Due Tuesday, February 6: Due to the snow day, we will have the Quiz today, on the same material as planned. Read sections 8.5 and do the practice problems. Do but don't hand in: problems 2, 4, 5 of section 8.5 on pages 364, 365, Hand in: Problems 11, 12 on pages 344, 345 of section 8.2.

Wednesday, Feb 7: no office hours since I will be in Dallas.

Due Thursday, February 8: Read section 8.6 and do the practice problems. Do but don't hand in: problems 1 and 2 of section 8.6 on page 371. Hand in: the following two problems. For these problems, the following are not allowed: measuring with a ruler or protractor, deciding where to put a point or line "by eye" rather than using a precise method (e.g., to create a perpendicular line), using a pre-made right angle. 1) Draw a line segment AB. Using a compass and straightedge only, construct a line that goes through A and is perpendicular to AB. Leave your construction marks (don't erase them) and list the steps of you construction (no explanation needed). 2) Draw a point and a large circle with that point as center. Now use a compass and straightedge to construct an octogon (8 sided) such that all its vertices lie on the circle and all its edges are the same length. Leave your construction marks to show how you constructed your octogon and list your steps. No explanation needed.

Week 6:

Due Tuesday, February 13: Read section 8.7 and do the practice problems. Do but don't hand in: problems 1, 3, 4, 14, 15 on pages 381, 382. Hand in: Problems 6 and 9 on page 381, and also (counts as 2 problems): for each of patterns 1, 2, 3, 4, determine if the pattern makes a prism or a pyramid or neither one of those kinds of shapes. If the pattern *does* make a prism or pyramid, state what a base (or bases) are. If the pattern *does not* make a prism or pyramid, draw a picture showing how the pattern could be cut apart into pieces, each of which makes either a prism or pyramid. State what shape each piece makes and what the base(s) is (are) (even though these may not be on the paper pattern).

Check out these interesting websites on geodesic domes, creating geodesic domes from Platonic solids, Archimedean solids, and links to Platonic solids in nature.
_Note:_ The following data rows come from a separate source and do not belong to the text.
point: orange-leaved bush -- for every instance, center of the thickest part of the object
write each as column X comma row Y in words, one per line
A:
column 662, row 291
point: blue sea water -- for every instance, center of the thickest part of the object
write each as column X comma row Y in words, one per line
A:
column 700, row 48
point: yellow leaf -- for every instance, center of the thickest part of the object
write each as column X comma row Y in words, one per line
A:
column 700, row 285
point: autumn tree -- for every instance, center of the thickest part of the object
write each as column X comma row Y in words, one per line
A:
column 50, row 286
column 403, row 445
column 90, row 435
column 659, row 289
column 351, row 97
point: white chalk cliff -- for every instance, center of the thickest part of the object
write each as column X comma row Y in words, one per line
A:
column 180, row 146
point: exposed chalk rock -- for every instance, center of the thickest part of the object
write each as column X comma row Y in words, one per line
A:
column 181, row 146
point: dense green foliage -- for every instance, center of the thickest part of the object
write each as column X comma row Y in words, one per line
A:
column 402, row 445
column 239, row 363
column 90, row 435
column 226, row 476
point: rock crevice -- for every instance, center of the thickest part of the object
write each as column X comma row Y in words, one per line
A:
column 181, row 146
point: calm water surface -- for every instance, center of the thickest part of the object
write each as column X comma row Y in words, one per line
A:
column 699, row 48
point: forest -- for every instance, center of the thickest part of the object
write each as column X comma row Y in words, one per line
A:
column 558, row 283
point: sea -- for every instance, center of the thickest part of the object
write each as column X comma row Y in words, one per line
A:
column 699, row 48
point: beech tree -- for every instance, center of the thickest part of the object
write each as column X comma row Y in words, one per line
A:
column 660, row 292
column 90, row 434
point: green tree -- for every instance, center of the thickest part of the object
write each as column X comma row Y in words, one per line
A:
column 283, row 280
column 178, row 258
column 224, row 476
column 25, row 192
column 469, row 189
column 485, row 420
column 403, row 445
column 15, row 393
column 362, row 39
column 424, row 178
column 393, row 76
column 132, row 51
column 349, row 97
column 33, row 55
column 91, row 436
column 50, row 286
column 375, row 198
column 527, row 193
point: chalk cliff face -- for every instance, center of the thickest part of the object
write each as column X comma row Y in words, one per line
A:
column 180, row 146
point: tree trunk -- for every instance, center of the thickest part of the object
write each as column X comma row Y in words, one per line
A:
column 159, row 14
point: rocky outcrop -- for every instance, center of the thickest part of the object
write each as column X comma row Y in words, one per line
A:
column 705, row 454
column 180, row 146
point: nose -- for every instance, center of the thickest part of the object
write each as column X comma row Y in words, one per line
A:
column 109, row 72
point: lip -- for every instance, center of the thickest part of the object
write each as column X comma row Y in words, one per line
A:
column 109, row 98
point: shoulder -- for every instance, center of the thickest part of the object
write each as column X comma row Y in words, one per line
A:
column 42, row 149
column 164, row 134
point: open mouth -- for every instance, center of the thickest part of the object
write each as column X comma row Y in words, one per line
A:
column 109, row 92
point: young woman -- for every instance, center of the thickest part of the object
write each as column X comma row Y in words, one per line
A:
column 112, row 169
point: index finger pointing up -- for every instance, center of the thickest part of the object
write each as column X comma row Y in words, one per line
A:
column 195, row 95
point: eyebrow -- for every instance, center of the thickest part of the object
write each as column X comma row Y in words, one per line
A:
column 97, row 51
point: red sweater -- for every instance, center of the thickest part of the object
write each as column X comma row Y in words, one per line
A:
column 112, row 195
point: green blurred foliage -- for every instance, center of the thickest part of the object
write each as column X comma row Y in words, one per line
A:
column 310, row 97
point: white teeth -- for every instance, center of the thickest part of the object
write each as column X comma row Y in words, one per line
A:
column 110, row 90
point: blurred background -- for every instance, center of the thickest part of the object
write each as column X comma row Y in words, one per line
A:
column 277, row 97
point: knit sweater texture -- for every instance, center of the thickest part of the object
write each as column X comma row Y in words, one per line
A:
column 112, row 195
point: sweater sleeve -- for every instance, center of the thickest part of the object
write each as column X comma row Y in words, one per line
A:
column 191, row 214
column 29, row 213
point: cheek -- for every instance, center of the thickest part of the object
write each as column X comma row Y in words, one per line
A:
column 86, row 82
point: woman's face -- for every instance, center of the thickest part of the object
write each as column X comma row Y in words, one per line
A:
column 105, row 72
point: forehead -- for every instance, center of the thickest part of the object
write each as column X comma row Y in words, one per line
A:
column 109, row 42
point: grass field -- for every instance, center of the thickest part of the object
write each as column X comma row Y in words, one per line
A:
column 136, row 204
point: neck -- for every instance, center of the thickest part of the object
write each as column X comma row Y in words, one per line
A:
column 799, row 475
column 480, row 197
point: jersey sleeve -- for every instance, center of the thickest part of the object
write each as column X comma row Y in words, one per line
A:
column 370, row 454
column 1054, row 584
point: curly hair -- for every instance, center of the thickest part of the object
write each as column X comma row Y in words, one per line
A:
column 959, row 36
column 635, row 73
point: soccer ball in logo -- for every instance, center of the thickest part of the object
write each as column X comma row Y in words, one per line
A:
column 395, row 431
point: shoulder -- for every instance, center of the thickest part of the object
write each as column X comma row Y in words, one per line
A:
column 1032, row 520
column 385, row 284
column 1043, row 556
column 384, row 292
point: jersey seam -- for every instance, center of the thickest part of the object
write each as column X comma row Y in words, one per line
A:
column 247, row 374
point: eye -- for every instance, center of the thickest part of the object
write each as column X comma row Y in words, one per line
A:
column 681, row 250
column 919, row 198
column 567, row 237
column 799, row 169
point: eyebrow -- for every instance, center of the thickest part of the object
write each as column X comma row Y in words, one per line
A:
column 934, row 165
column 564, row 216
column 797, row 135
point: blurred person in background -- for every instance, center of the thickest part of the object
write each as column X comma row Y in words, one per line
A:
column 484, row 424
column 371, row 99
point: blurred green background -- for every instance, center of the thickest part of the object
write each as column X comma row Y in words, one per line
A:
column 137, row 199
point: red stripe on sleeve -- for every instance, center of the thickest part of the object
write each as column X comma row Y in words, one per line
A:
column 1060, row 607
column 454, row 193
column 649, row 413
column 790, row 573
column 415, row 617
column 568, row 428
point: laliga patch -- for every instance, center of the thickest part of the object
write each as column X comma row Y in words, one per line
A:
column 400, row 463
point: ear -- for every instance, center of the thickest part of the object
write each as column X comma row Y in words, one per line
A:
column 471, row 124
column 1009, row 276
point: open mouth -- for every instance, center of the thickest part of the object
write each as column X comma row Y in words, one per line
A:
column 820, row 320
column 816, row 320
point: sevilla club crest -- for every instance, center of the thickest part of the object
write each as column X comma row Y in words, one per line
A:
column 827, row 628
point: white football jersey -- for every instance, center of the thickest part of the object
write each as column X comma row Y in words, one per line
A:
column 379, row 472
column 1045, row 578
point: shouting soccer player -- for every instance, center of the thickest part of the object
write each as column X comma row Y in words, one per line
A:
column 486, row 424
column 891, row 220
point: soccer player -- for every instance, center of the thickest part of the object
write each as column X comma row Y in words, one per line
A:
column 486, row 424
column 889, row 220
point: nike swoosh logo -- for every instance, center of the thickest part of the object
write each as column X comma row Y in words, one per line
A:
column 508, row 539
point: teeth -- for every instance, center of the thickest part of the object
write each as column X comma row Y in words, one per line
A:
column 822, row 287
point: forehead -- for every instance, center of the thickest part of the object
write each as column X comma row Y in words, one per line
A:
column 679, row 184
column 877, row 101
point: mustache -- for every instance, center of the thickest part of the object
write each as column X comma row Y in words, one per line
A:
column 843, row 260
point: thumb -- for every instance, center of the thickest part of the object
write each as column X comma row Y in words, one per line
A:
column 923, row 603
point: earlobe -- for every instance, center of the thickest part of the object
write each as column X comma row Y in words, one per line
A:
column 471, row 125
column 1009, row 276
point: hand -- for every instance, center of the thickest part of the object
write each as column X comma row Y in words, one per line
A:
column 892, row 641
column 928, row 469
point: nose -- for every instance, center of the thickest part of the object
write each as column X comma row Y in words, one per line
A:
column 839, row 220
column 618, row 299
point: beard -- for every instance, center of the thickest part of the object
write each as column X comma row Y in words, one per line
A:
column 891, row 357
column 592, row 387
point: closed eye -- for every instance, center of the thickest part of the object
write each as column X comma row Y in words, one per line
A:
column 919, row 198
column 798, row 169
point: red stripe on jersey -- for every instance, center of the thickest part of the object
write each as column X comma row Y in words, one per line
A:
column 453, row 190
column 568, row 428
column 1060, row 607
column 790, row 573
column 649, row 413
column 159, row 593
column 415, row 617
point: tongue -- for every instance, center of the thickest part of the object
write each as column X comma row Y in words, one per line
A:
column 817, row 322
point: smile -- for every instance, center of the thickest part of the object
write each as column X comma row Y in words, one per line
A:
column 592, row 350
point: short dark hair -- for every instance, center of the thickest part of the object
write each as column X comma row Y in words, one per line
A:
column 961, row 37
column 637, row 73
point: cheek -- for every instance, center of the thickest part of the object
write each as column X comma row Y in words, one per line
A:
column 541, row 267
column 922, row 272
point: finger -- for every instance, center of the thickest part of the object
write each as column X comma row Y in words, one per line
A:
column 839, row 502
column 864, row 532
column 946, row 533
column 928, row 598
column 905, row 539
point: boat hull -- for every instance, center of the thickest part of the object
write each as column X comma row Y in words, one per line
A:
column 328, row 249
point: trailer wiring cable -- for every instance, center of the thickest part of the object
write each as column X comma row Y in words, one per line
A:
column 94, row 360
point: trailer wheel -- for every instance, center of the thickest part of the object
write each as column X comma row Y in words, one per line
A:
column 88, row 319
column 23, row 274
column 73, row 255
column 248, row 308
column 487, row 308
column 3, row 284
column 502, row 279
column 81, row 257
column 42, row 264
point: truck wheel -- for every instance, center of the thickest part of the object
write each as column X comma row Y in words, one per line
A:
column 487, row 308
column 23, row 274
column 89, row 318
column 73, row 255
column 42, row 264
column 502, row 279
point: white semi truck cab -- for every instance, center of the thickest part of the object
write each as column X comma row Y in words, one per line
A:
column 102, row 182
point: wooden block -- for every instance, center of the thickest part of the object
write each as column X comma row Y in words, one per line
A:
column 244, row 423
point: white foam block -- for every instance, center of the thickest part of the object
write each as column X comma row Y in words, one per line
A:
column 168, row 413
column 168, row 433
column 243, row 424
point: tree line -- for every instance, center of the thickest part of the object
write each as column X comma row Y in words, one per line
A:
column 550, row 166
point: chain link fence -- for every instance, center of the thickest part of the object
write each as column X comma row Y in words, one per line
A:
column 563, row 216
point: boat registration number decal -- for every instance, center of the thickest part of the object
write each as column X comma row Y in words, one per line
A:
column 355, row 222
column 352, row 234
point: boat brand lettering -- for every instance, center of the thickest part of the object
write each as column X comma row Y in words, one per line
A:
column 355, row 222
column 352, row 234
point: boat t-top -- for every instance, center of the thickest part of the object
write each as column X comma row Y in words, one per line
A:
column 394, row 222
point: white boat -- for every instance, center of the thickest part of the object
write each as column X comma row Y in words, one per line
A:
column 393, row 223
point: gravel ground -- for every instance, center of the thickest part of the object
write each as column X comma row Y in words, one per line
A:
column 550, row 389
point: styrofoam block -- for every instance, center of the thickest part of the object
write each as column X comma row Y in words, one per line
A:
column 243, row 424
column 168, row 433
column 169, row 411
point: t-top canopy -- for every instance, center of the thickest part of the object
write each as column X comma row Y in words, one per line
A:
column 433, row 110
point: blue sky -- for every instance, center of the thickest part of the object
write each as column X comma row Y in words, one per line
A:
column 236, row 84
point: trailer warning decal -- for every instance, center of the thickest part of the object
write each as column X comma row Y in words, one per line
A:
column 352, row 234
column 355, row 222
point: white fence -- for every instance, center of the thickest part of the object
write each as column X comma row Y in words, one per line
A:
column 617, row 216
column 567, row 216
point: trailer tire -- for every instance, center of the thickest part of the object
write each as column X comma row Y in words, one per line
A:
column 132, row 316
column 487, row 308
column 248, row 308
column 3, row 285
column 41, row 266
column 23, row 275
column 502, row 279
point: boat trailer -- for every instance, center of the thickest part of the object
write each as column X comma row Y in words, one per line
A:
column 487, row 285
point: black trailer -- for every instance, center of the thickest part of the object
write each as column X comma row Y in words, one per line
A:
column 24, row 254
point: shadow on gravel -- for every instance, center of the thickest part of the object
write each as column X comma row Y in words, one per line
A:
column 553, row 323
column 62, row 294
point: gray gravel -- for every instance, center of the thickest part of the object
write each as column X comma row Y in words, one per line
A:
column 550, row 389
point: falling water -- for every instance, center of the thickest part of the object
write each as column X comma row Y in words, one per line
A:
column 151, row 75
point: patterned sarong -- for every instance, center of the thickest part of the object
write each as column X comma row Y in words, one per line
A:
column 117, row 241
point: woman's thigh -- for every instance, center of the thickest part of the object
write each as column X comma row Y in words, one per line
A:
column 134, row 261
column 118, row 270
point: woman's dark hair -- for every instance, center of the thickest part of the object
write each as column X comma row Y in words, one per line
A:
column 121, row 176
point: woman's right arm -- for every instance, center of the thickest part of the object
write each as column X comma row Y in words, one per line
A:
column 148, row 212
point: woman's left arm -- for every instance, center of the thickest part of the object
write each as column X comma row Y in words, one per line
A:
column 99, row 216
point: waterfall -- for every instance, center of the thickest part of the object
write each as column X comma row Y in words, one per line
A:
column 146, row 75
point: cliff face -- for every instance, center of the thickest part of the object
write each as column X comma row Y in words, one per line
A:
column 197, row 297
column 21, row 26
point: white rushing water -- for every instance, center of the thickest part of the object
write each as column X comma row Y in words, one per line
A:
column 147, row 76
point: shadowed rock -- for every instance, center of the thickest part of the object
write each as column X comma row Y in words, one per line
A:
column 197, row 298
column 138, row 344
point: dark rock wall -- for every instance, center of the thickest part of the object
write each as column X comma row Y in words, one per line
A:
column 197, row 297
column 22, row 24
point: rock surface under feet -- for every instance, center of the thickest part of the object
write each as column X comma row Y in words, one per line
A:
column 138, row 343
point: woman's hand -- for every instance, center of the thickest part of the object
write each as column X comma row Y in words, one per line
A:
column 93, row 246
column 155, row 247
Scaling demo using Geometer's Sketchpad

Due Thursday, February 15: Read section 9.4 to page 417 and do practice problems 1- 6. Quiz on constructions and triangle congruence criteria. Be able to carry out constructions with compass and straightedge and explain why the constructions produce the desired objects. Be able to explain why the various congruence criteria make sense. Be able to show that some standard constructions produce isosceles triangles or rhombuses and explain that the properties of such figures yield the desired results in the constructions.